@ samseau.
I am going to segment the post. separate the scientific from the historical. I will reply to the scientific first, then reply to the historical examples second.
Thanks for the rep.
Indeed, successful animal testing is not necessarily successful human testing: we can create a cancer drug that will work in rats, but will not work in humans. However, The PEPCK-C and NR2B gene experiment are different in away. What do i mean? It was a gene upregulation experiment. A gene that is already present and performing the same function in humans changed to do it better. All that the experiments did is make it *increase* its original performance. Like nitrous to make a car go faster.

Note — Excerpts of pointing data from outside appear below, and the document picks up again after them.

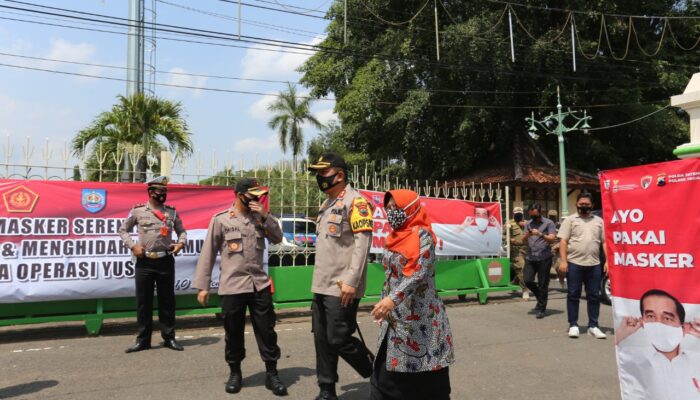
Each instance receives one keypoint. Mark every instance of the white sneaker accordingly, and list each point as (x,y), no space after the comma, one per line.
(596,332)
(573,332)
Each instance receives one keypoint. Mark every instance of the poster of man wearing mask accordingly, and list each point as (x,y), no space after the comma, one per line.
(655,282)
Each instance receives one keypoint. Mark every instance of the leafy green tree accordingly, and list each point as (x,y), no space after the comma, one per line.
(290,112)
(443,118)
(332,138)
(139,124)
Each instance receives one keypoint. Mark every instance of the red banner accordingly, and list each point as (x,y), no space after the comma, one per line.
(652,225)
(59,240)
(463,228)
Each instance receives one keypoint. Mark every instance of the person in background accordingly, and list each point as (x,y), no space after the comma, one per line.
(155,262)
(344,238)
(239,234)
(581,237)
(518,250)
(540,232)
(561,276)
(415,340)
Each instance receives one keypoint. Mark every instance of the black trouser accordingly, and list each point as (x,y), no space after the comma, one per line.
(263,318)
(385,385)
(161,273)
(539,268)
(333,326)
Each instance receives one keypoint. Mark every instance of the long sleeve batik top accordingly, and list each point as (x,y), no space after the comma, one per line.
(417,330)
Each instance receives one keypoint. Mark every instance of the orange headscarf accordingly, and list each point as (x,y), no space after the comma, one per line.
(406,240)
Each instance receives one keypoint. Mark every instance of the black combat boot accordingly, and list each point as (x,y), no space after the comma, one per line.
(272,380)
(235,379)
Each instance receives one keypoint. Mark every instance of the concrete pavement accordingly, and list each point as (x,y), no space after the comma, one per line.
(502,353)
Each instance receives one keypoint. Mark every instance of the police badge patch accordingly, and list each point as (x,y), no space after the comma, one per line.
(360,216)
(93,200)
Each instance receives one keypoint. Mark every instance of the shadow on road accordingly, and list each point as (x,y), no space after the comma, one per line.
(200,341)
(355,391)
(289,376)
(26,388)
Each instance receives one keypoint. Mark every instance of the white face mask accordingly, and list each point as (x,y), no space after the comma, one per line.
(663,337)
(482,223)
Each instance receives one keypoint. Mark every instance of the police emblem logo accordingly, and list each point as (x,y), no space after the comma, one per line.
(363,209)
(661,179)
(93,200)
(20,200)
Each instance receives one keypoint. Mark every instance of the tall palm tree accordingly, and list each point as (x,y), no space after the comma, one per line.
(151,122)
(290,113)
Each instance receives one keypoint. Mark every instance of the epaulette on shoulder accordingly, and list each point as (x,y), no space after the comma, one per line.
(221,212)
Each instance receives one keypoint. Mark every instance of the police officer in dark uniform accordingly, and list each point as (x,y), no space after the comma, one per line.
(238,234)
(155,264)
(344,236)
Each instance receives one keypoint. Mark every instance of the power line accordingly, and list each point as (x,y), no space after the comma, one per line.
(247,92)
(294,31)
(457,91)
(589,12)
(300,46)
(631,121)
(78,74)
(158,71)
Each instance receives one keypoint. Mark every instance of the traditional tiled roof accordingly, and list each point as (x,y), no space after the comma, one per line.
(529,166)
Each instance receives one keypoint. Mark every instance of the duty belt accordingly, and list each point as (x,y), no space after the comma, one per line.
(157,254)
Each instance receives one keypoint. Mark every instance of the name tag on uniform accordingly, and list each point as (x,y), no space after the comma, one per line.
(334,229)
(335,218)
(234,241)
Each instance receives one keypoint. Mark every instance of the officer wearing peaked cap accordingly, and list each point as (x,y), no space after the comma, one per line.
(344,235)
(155,264)
(238,234)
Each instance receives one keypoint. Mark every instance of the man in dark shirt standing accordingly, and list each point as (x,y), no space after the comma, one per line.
(540,232)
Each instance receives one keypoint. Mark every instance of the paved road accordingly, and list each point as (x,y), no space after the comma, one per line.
(502,353)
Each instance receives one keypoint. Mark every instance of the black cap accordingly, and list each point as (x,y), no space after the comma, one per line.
(250,185)
(328,160)
(159,182)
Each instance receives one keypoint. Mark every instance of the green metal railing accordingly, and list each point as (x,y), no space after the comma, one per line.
(292,290)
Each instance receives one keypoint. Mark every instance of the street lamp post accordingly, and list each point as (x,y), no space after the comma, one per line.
(560,129)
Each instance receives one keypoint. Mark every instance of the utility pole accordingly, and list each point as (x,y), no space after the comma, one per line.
(135,49)
(560,129)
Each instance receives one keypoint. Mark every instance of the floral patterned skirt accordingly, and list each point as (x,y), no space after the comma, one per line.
(432,385)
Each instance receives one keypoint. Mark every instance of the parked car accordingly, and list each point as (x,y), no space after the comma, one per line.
(298,246)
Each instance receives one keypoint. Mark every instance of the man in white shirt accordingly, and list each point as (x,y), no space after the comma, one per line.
(658,352)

It is one thing to introduce a completely different gene(Nissan car engine into a toyota car); it is another to just boost an already present gene(nitrous a toyota car engine). Boosting an already present gene is much more likely to work than introducing a foreign gene and hoping it sticks.
The PEPCK-C and NR2B gene experiment is a like nitrous a car engine to work faster.
Take the case of Liam Hoekstra. He has two mutated muscle gene, he was born with six packs and he is insanely strong.
![[Image: super-strength-babies.jpg]](http://cdn.singularityhub.com/wp-content/uploads/2009/06/super-strength-babies.jpg)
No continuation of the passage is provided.